Originally Published in CNN
Priscilla Alvarez, Janie Boschma and Christopher Hickey - April 23, 2021
Washington, DC (CNN) – Just weeks after President Joe Biden took office, the number of unaccompanied minors arriving at the US-Mexico border began to jump, overwhelming the federal government’s resources and resulting in a scramble to find enough shelter space to accommodate them.
The volume of arrivals, combined with an unprepared administration, left thousands of children languishing in jail-like Border Patrol facilities, often for longer than the 72-hour limit set by federal law.
After Border Patrol agents take unaccompanied minors into their custody, the children are supposed to be turned over to the Department of Health and Human Services (HHS), which is responsible for the care of migrant children. But amid the coronavirus pandemic, the department had initially been operating under reduced capacity, resulting in fewer beds available for minors arriving at the US southern border.
Earlier this month, unaccompanied migrant children spent an average of about 122 hours in Customs and Border Protection custody, longer than the 72 permitted under US law, according to data obtained by CNN.
By the end of March, the number of unaccompanied children held up in Border Patrol custody peaked at nearly 6,000. At the height of the 2019 border crisis — when there were overcrowded facilities and children sleeping on the ground — there were around 2,600 unaccompanied children in Border Patrol custody, a former US Customs and Border Protection official told CNN.
The Biden administration has made significant progress in transferring children out of Border Patrol holding facilities, reducing the number kids in its custody by half from its peak last month, according to data released by the government almost daily since March 23. Still, the number of children in CBP custody has averaged around 2,400 for the past week — slightly under the peak in 2019.
HHS has been able to expand its capacity to house more children by opening a string of temporary shelters. As of April 21, the agency was responsible for caring for more than 21,000 children — surpassing its previous peak of 14,170 children in the fall of 2018.
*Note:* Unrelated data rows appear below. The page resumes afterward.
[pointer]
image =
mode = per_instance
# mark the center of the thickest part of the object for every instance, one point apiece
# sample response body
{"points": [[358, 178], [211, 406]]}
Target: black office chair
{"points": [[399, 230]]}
The ongoing arrivals are likely to continue to overwhelm an already stressed system. A steep rise in migration this early in the year suggests that more families and children will arrive in the coming months. Previous migration waves have peaked in early summer — typically around May and June.
In March, Border Patrol apprehended 18,656 unaccompanied minors at the Southwest border, a record since at least October 2009. It’s about twice as many apprehensions as in February and continues an upward trend dating back to last fall, according to the agency’s data.
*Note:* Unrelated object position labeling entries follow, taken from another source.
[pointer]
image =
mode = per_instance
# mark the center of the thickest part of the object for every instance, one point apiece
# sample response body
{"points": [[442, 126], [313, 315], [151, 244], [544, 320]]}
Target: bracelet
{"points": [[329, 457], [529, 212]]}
March’s figures far exceeded that of previous increases of unaccompanied children at the border, both in 2014 under the Obama administration and in 2019 under former President Donald Trump.
The sudden increase in unaccompanied children entering the United States is driven by a number of factors: the devastation left behind by two major hurricanes that hit Central America last year, the toll of the coronavirus pandemic and a perceived relaxation of enforcement under the Biden administration. Most of the children are fleeing deteriorating conditions in their home countries of Guatemala, Honduras and El Salvador, the data shows. The majority of children who make the dangerous trip to the US border alone are teenagers between the ages of 15 and 17 years old, though many young children also arrive at the border.
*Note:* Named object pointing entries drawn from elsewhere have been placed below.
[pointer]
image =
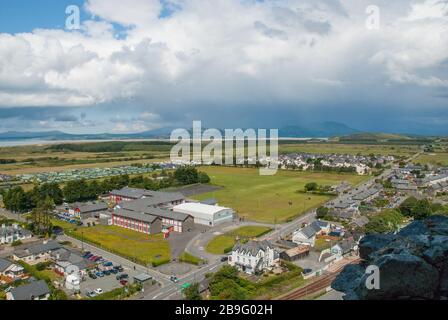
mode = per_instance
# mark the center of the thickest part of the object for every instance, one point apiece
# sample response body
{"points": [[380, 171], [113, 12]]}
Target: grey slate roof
{"points": [[44, 247], [135, 215], [34, 289], [211, 201], [4, 264], [252, 247], [93, 207], [156, 197]]}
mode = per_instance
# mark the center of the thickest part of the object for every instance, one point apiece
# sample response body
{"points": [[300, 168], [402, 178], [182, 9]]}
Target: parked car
{"points": [[124, 282], [122, 276], [119, 268], [90, 293], [98, 291]]}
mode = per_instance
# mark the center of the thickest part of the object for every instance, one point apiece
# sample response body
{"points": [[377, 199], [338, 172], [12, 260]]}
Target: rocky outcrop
{"points": [[412, 264]]}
The Biden administration is trying to fast-track the process for parents or guardians, many of whom are undocumented, to collect their children while awaiting immigration proceedings and an eventual decision on their status. HHS data shows about 90% of children who have been released went to close relatives, suggesting many have family members in the United States.
HHS has released 135,180 children to US-based sponsors from October 2017 through February 2021. Of those, 43% were discharged to a parent or other legal guardian, 47% were sponsored by another immediate relative, and 10% were released to a distant relative or an unrelated sponsor.
But identifying and vetting an appropriate family member or guardian for each child takes time. HHS has released an average 283 children to a sponsor each day since March 23. In the meantime, hundreds of children continue to arrive and more than 23,000 children remain in US custody.